One of the most important features of the system is to provide the performance of each label at any point in time. This capability is achieved by testing the machine learning models against the manually labeled data records (true labels) using n-fold cross-validation.
In order to measure performance, the system provides several metrics explained below.
Confusion matrix or error matrix is a tool widely used to perform error analysis understanding how the machine learning models are performing. The confusion matrix (image below) covers a binary scenario of classification, it is label X or it is not label X.
True-Positive (TP) - Correct prediction of the real label X.
False-Negative (FN) - Predicted as belonging to label X however, in reality, it doesn't belong.

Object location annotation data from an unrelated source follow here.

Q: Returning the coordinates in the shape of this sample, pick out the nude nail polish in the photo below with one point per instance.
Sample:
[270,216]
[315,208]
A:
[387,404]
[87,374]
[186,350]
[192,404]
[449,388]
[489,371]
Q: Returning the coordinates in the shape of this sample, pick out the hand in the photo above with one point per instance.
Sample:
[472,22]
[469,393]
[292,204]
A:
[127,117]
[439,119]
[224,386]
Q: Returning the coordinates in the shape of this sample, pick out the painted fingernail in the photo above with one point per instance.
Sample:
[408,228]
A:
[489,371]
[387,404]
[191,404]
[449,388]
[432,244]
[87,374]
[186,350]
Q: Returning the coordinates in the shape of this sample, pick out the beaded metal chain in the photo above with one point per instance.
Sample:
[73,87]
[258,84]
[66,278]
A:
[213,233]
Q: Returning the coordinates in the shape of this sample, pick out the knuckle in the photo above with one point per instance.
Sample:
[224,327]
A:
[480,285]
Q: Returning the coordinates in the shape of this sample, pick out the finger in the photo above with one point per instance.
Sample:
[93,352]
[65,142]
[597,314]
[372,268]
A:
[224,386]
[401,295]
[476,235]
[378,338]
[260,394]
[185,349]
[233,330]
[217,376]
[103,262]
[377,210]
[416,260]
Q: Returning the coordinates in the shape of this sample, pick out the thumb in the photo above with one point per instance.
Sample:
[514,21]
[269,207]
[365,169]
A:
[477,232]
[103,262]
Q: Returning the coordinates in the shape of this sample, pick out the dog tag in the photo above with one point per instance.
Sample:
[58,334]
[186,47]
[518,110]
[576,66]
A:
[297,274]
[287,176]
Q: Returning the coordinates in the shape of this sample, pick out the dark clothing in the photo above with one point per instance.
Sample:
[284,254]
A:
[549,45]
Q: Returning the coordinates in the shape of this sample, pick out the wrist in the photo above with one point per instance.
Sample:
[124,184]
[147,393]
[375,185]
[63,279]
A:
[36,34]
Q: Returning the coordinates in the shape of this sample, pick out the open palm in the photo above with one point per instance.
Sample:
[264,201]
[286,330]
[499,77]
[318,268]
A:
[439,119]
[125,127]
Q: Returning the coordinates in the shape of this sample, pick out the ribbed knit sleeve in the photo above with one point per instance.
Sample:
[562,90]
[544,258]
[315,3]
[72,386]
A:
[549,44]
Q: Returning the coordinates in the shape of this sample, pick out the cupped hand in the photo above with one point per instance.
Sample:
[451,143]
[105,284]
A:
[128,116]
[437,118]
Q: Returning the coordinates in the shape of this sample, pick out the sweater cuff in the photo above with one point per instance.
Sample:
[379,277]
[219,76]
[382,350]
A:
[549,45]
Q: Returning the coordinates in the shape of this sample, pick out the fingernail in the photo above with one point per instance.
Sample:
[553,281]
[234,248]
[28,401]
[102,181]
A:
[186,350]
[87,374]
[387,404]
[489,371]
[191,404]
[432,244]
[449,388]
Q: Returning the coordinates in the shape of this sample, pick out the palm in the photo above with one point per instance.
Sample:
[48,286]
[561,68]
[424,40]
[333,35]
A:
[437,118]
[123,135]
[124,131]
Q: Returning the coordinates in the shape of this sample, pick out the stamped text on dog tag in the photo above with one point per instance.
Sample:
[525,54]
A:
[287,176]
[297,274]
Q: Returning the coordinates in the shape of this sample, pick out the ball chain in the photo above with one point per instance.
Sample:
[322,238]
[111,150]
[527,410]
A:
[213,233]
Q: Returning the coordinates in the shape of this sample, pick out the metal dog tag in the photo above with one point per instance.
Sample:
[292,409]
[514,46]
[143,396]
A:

False-Positive (FP) - Predicted as not belonging to label X however, in reality, it belongs.
True-Negative (TN) - Correct prediction as not belonging to the label X.
Based on the confusion matrix, we calculate several performance metrics which measure specify aspects of the system.
Precision is a percentage between 0% and 100% where the higher the better. This metric measures the percentage of correctly identified labels X from the total data records labeled with X.
Recall is a percentage between 0% and 100% where the higher the better. This metric measures the percentage of correctly identified labels X from all labels X in the dataset.
F-Score is a score between 0 and 1 where the higher the better. This metric combines precision and recall in a weighted harmonic mean.